Week One: PBS

The current administration’s budget blueprint calls for the privatization of public broadcasting, and the complete elimination of the National Endowment for the Arts (NEA) and National Endowment for the Humanities (NEH). These organizations fund a large portion of the budgets for NPR, PBS, and other arts programs, and also provide individual grants enabling writers and artists to devote more time to their creative projects. Learn more about NEH and access an easy tool to email your Reps here.

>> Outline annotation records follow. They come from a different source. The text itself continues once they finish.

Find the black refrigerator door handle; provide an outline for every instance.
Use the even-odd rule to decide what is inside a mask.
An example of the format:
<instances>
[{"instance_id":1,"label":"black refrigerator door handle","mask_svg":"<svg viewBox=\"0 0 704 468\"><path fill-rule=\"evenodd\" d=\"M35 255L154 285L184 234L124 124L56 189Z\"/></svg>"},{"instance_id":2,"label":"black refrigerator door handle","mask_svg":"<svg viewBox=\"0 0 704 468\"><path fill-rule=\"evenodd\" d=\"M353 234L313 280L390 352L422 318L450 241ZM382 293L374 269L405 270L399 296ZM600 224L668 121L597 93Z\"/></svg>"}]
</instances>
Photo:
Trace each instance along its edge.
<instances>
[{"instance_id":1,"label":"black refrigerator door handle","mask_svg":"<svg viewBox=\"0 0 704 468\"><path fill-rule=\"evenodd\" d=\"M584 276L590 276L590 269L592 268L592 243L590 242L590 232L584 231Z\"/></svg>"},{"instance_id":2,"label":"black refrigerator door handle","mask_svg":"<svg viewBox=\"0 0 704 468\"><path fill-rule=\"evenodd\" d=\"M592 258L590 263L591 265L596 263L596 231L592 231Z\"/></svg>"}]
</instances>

This week we donated to PBS (Public Broadcasting Service), which is a membership nonprofit organization of 350 public TV stations. PBS viewers are found in 82% of all U.S. households, equal to over 200 million people. Numerous studies have rated PBS as #1 in public trust, the top educational media brand, and an “excellent” value for tax dollars. Public media is the platform for well-known programs such as Sesame Street that provide literacy and math learning opportunities for millions of young children across the country.

It’s hard to imagine a world without Oscar the Grouch, Bert and Ernie, and Big Bird. Both of us grew up watching–and learning–from Sesame Street and other PBS shows, and we hope to one day watch these shows with our own children. As adults, we do not watch too much television, but programming on PBS enriches our lives with insightful, entertaining and informative shows like Between the Lines With Barry Kibrick and Downton Abbey. Public Broadcasting is a vital means for everyone across our nation to have access to knowledge, news, and great storytelling.